Le clos Payen était un terrain au bord de la Bièvre qui s'étendait, au nord, des environs du moulin de Croulebarbe (à l'emplacement de l'extrémité sud du square René-Le Gall) à l'actuelle rue du Champ-de-l'Alouette, au sud, jusqu’au Petit-Gentilly approximativement rue Daviel, qui appartenait à la famille Payen. Le Clos Payen jouxtait le champ de l'Alouette.

Ce site en amont des nombreuses tanneries du quartier des Gobelins était utilisé par les blanchisseuses. L’eau de la rivière recevant les déchets d’autres entreprises en amont à Gentilly était cependant déjà fortement polluée.

Évolution du clos Payen jusqu'à la fin du XIXe siècle[modifier | modifier le code]

Le clos Payen et la Bièvre.

Une partie du terrain du clos fut acquis en 1664 par les bénédictines anglaises pour y établir leur couvent.

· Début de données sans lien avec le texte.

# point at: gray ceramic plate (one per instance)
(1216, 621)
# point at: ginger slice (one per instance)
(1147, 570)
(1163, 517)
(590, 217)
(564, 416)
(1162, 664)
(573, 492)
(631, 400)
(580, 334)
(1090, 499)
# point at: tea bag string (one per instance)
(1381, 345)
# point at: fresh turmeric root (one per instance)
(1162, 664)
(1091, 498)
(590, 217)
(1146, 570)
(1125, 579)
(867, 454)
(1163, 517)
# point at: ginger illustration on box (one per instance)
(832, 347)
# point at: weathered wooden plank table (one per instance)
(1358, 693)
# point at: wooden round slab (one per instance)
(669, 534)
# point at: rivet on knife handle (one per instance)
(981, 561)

Le clos Payen fut traversé en 1760 par le boulevard du Midi (actuel boulevard Auguste-Blanqui) élargi en 1788 par édification du mur des Fermiers généraux et d'un boulevard extérieur à cette enceinte fiscale.

Une autre parcelle à l'est du domaine entre le boulevard du Midi, la rue du Champ-de-l’Alouette (actuelle rue Corvisart) et le bras vif de la Bièvre (rue Edmond-Gondinet) fut vendue en 1762 au financier Leprestre de Neufbourg qui y fit construire un hôtel, la folie Neufbourg[1].

Le Guide du voyageur à Paris de 1789 définit le clos Payen comme « le lieu où l’on blanchit les toiles à la faveur de la petite rivière des Gobelins qui y passe en plusieurs canaux entre le boulevard du Midi et le petit Gentilly[2] ».

Les blanchisseries mentionnées étaient celles situées à Gentilly au sud du boulevard du Midi mais il en existait également au nord sur la rive opposée au moulin de Croulebarbe.

Le paysage décrit comme « champ de l’Alouette » par Victor Hugo au chapitre I du livre 2e des Misérables était en partie celui du clos Payen.

« Quand on a monté la rue Saint-Jacques, laissé de côté la barrière et suivi quelque temps à gauche l'ancien boulevard intérieur, on atteint la rue de la Santé, puis la Glacière, et, un peu avant d'arriver à la petite rivière des Gobelins, on rencontre une espèce de champ, qui est, dans toute la longue et monotone ceinture des boulevards de Paris, le seul endroit où Ruysdaël serait tenté de s'asseoir.
Ce je ne sais quoi d'où la grâce se dégage est là, un pré vert traversé de cordes tendues où des loques sèchent au vent, une vieille ferme à maraîchers bâtie du temps de Louis XIII avec son grand toit bizarrement percé de mansardes, des palissades délabrées, un peu d'eau entre des peupliers, des femmes, des rires, des voix ; à l'horizon le Panthéon, l'arbre des Sourds-Muets, le Val-de-Grâce, noir, trapu, fantasque, amusant, magnifique, et au fond le sévère faîte carré des tours de Notre-Dame. Comme le lieu vaut la peine d'être vu, personne n'y vient. À peine une charrette ou un routier tous les quarts d'heure. Il arriva une fois que les promenades solitaires de Marius le conduisirent à ce terrain près de cette eau. Ce jour-là, il y avait sur ce boulevard une rareté, un passant. Marius, vaguement frappé du charme presque sauvage du lieu, demanda à ce passant :
– Comment se nomme cet endroit-ci ?
Le passant répondit :
– C'est le champ de l'Alouette[3]. »

Le bâtiment décrit par Victor Hugo figure sur les plans des XVIIIe et XIXe siècles jusqu’à sa destruction pour lotissement de la partie nord du clos Payen vers 1890 avec percement de la rue Vulpian.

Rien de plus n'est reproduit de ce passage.